TEXAS ETHICS COMMISSION

Texas State Seal

ETHICS ADVISORY OPINION NO. 370

May 9, 1997

Whether Government Code section 572.023(11) requires that certain meals be reported on Part XI of the personal financial disclosure statement form. (SP-7)

Several individuals who are required to file personal financial disclosure statements under Government Code chapter 572 have asked about the scope of the provision that requires a personal financial statement to include:

identification of any person providing transportation, meals, or lodging expenses permitted under Section 36.07(b), Penal Code, and the amount of those expenses, other than expenditures required to be reported under Chapter 305.

Gov’t Code § 572.023(b)(11).
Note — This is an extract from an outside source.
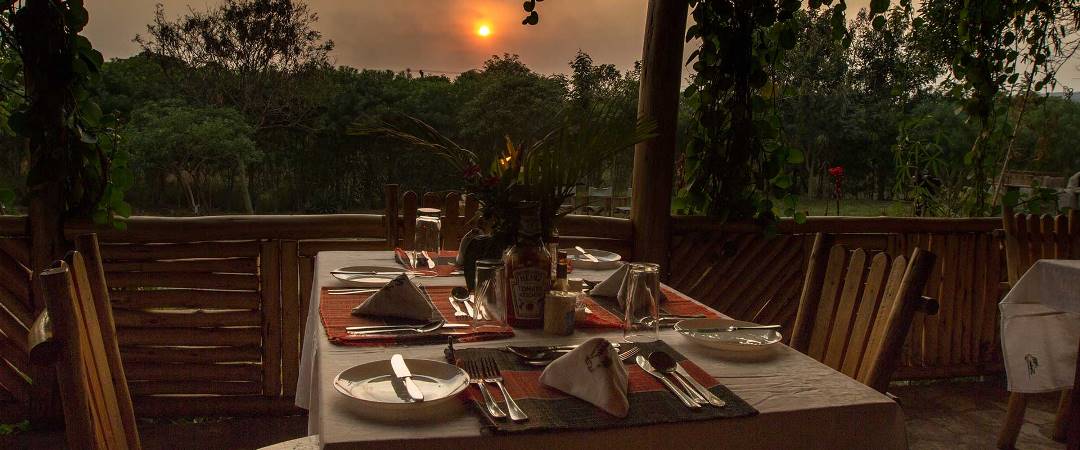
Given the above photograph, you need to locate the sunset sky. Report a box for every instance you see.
[85,0,1080,85]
The specific question is whether a filer who speaks at an event that includes a meal is required to report the meal.1

The reporting requirement applies to meals "permitted under Section 36.07(b), Penal Code." Subsection (a) of section 36.07 prohibits a public servant from accepting an honorarium "in consideration for services that the public servant would not have been requested to provide but for the public servant’s official position or duties." Subsection (b) qualifies subsection (a) by providing:

This section does not prohibit a public servant from accepting transportation and lodging expenses in connection with a conference or similar event in which the public servant renders services, such as addressing an audience or engaging in a seminar, to the extent that those services are more than merely perfunctory, or from accepting meals in connection with such an event.

In our view, transportation, meals, and lodging are "permitted" under subsection (b) of section 36.07 if the transportation, meals, or lodging would constitute a prohibited honorarium under subsection (a) and would therefore be impermissible were it not for subsection (b). In other words, a person filing a personal financial disclosure statement is required to report a meal under Part XI of the financial disclosure statement only if the meal constitutes an "honorarium" for purposes of Penal Code section 36.07(a). The issue before us, then, is whether a meal served to both a speaker and an audience at an event constitutes an "honorarium" to the speaker.
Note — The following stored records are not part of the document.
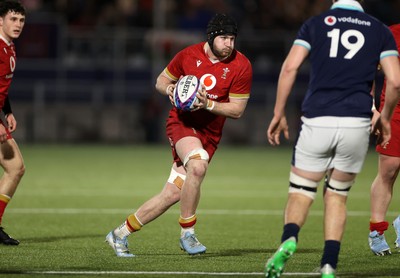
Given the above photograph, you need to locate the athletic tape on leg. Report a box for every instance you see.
[325,178,354,196]
[289,172,318,200]
[183,149,210,166]
[168,168,186,189]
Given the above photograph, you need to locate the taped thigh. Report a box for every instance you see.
[168,168,186,189]
[289,172,318,200]
[325,178,354,196]
[183,148,210,166]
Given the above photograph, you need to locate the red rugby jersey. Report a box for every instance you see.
[379,24,400,119]
[165,42,252,143]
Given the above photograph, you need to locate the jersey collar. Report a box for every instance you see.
[331,0,364,12]
[0,34,11,46]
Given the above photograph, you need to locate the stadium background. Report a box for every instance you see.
[10,0,400,145]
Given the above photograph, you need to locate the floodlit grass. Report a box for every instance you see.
[0,145,400,277]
The term "honorarium" is not defined in Penal Code section 36.07. The existence of an exception from the honorarium prohibition for transportation, meals, and lodging provided in certain circumstances indicates that the provision of transportation, meals, or lodging may sometimes be considered to be the provision of an honorarium. It does not follow, though, that any meal provided to a speaker is an honorarium. In our view, the provision of a meal to a speaker and the speaker’s audience does not constitute the provision of an honorarium to the speaker. Therefore, a person who is required to file a personal financial disclosure statement under chapter 572 of the Government Code is not required to report such meals on Part XI of the financial disclosure statement.

SUMMARY

A person who is required to file a personal financial disclosure statement under chapter 572 of the Government Code and who speaks at an event that includes a meal for the speaker and the audience is not required to report the meal on Part XI of the financial disclosure statement form.


1 Information required by section 572.023(b)(11) is reported on Part XI of the Ethics Commission form used to file a personal financial statement.